Minor Challenges: Estate Planning With Young Children

As parents, the last thing we want to consider is not being there for our children. It’s understandable, then, that when asked to consider that “what if” we try and avoid it. But it’s critical to confront the “what ifs” when estate planning to make sure your minor children are supported and cared for. Two of the biggest issues to address are: who manages their inheritance and how they’ll receive it.

A traditional will poses unique problems when minors are involved. While the probate court will probably agree to the guardian you name for your children in the will, that guardian won’t have any control over the children’s inheritance. Your children’s expenses are paid out of their inheritance and must be approved by the court, which has limited flexibility to consider individual needs. Then, when your children come of age, they get the remaining inheritance in one lump sum (no matter what!).
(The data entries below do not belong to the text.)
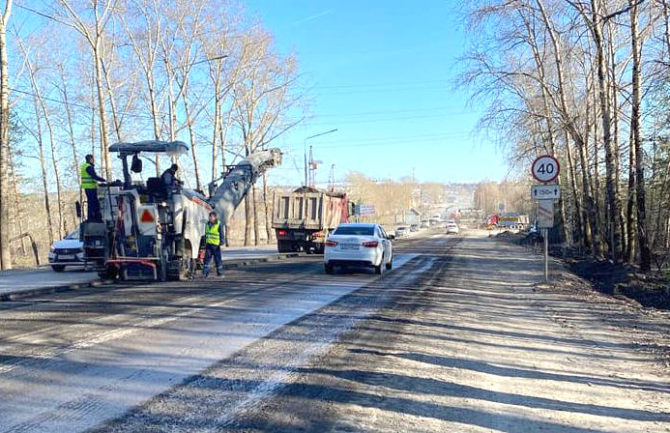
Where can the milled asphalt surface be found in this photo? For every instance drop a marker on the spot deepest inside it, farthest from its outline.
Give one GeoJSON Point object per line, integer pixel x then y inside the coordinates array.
{"type": "Point", "coordinates": [71, 360]}
{"type": "Point", "coordinates": [470, 343]}
{"type": "Point", "coordinates": [460, 338]}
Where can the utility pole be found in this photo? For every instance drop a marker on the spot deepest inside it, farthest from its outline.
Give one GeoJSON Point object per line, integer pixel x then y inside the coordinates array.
{"type": "Point", "coordinates": [307, 176]}
{"type": "Point", "coordinates": [331, 178]}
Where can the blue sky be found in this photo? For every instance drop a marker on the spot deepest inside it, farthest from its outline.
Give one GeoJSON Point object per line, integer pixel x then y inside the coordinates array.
{"type": "Point", "coordinates": [381, 72]}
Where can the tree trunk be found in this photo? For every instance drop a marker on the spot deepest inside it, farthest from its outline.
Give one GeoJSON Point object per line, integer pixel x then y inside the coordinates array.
{"type": "Point", "coordinates": [191, 134]}
{"type": "Point", "coordinates": [255, 211]}
{"type": "Point", "coordinates": [247, 220]}
{"type": "Point", "coordinates": [613, 203]}
{"type": "Point", "coordinates": [70, 130]}
{"type": "Point", "coordinates": [104, 142]}
{"type": "Point", "coordinates": [645, 255]}
{"type": "Point", "coordinates": [5, 252]}
{"type": "Point", "coordinates": [268, 225]}
{"type": "Point", "coordinates": [631, 227]}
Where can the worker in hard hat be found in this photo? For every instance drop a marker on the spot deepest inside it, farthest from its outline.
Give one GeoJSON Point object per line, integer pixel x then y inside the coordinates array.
{"type": "Point", "coordinates": [89, 183]}
{"type": "Point", "coordinates": [214, 239]}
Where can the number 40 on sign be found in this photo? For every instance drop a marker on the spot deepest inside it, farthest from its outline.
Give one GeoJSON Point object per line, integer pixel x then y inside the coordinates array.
{"type": "Point", "coordinates": [545, 168]}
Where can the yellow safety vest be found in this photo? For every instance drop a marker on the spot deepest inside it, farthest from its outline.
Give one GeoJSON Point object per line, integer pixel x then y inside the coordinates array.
{"type": "Point", "coordinates": [87, 182]}
{"type": "Point", "coordinates": [212, 236]}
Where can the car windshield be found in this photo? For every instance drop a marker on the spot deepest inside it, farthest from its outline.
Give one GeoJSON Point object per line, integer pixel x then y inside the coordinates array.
{"type": "Point", "coordinates": [73, 235]}
{"type": "Point", "coordinates": [352, 230]}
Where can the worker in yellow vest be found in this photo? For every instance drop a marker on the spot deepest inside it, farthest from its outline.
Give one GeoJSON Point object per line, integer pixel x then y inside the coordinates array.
{"type": "Point", "coordinates": [89, 183]}
{"type": "Point", "coordinates": [214, 239]}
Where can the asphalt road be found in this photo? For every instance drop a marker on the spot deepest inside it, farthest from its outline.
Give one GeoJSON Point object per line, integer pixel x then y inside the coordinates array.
{"type": "Point", "coordinates": [459, 337]}
{"type": "Point", "coordinates": [22, 280]}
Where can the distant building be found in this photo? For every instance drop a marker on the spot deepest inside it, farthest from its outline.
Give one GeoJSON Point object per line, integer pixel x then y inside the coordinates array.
{"type": "Point", "coordinates": [408, 217]}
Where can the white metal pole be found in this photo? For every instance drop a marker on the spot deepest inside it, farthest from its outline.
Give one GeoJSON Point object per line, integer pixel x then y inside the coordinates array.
{"type": "Point", "coordinates": [546, 255]}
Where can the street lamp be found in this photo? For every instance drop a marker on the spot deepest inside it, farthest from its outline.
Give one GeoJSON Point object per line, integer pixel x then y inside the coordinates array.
{"type": "Point", "coordinates": [305, 149]}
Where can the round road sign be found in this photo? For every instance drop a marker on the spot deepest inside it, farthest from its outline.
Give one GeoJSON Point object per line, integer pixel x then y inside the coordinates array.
{"type": "Point", "coordinates": [545, 168]}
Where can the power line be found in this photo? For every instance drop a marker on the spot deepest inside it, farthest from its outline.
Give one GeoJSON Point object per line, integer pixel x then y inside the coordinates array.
{"type": "Point", "coordinates": [75, 104]}
{"type": "Point", "coordinates": [373, 113]}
A better approach is setting up a revocable living trust (RLT) for your children.  The guardian you appoint as trustee manages the children’s inheritance. You can give them the flexibility to spend more or less of the inheritance depending on each child’s needs.  You can also provide for your children to receive their inheritance only when they’re older (for example, 25 rather than 18) or over time (instead of one lump sum). An extra advantage is that property in the trust can be protected from creditors.

Hopefully, the only guardian your children ever need is you. But thoughtful estate planning now ensures that your children will be taken care of if the unexpected happens. A properly set up RLT can meet your children’s needs and give you peace of mind.